Go. Find the boy. Help him fulfill his mission.
During the evening meal that night, as the winds keened around the tents of the worshippers and threatened to coalesce into deadly funnel storms, the Prophet sat among his people, breaking bread with his neighbors, accepting no special privileges. All of his closest supporters were present except Allira, his favorite of all, and whom he did not consider a disciple. Though she traveled with him, he knew she did not possess the same faith, which
made her presence and loyalty all the more remarkable. A gift from Devla she was, this silent healer from afar.
Except for a growing atmosphere of despair, it was an evening like any other in the Devlan settlement—until the Prophet called for quiet and leapt atop one of the tables, his eyes ablaze with the fervor of belief. Those closest to him lowered their utensils as the Prophet raised his hands, his wheat-colored hair unbound and falling to his shoulders.
“The Templar has come,” he said, his voice ringing through the dining hall. With a conviction that sent chills up and down his arms, and caused his followers to leap to their feet in elation, he repeated the words he had waited a lifetime to speak.

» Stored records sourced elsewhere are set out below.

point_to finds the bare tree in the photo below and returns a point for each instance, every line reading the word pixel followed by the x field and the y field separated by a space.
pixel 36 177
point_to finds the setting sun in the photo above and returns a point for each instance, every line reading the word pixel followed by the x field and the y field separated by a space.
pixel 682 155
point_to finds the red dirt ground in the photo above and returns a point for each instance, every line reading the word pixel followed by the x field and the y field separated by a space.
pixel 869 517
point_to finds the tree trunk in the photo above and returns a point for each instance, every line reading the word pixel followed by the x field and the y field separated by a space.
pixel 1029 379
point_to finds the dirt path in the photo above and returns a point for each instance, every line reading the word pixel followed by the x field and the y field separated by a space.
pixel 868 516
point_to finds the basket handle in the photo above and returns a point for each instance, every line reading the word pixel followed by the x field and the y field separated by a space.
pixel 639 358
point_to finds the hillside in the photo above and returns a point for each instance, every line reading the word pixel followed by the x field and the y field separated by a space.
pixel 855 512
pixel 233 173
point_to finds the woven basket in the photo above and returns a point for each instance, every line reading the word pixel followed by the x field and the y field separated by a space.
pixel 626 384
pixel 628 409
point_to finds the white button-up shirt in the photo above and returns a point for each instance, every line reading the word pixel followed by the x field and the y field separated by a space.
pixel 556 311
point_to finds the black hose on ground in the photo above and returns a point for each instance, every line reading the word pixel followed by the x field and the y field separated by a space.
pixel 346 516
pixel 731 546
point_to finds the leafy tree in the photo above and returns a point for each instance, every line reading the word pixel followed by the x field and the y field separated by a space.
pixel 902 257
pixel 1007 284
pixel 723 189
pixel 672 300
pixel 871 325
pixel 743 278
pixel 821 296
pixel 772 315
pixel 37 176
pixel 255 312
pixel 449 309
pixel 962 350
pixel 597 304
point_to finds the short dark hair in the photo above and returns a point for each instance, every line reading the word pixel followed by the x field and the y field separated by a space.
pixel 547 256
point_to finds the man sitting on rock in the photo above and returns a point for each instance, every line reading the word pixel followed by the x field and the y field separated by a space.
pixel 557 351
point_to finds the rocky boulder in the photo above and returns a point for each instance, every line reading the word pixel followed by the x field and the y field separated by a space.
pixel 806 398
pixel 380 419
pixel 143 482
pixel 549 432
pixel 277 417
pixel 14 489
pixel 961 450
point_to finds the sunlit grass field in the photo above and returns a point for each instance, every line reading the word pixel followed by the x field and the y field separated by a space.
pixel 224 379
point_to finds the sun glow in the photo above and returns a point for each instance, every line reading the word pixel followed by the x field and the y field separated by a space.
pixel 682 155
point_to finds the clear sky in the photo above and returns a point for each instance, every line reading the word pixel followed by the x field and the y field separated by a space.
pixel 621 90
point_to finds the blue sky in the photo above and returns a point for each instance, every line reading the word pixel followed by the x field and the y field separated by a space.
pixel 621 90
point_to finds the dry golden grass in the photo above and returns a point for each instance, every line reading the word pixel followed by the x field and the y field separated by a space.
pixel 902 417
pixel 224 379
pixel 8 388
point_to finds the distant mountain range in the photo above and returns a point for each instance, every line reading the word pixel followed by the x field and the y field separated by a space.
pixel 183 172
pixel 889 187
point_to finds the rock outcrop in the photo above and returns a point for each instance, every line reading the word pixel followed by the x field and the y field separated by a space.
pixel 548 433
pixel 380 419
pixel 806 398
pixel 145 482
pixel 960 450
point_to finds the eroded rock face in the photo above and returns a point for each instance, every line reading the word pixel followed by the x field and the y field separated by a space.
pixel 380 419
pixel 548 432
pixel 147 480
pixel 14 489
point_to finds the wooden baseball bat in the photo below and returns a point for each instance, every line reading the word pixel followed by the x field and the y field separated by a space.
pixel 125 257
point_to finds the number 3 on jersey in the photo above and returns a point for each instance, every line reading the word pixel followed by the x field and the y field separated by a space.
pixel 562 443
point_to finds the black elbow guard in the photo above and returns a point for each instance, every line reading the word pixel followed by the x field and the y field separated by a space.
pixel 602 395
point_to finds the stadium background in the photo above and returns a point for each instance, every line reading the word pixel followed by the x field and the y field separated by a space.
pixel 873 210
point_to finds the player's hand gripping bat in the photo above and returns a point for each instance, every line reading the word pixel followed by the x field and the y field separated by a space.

“He has come, I tell you! The Templar has come to Urfe, and it is our duty to find him!”
-31-
“Impossible,” Rucker said, as he stared out of the window of the abandoned house, down at the demon-infested streets of Badŏn.
“We’ll be spotted at once,” Val agreed. He wondered whether Badŏn was Urfe’s equivalent of the Roman city of Bath in England.
Ferin waved a hand. “Why do you think I’ve never left this building?”
Adaira approached the window. “Dida, can you create a one-way, translucent ward? Such that I cannot be spotted from the window?”
“Indeed,” Dida said. He stepped forward, outlined the perimeter of the window with his hands, and concentrated. “Done,” he said, after a few moments.
“Thank you,” Adaira said. “Now, I need some time.” She remained standing in front of the window, shrugging off questions. When she turned around, Val saw a look of determined satisfaction in her eyes. “A sewer grate lies but two blocks from the bath house. On the left rear side.”
“How do you know?” Val asked. “What spell was that?”
“Owl Vision. It adjusts the size of the retina and blocks out non-essential rays of light, allowing one to see into the distance.”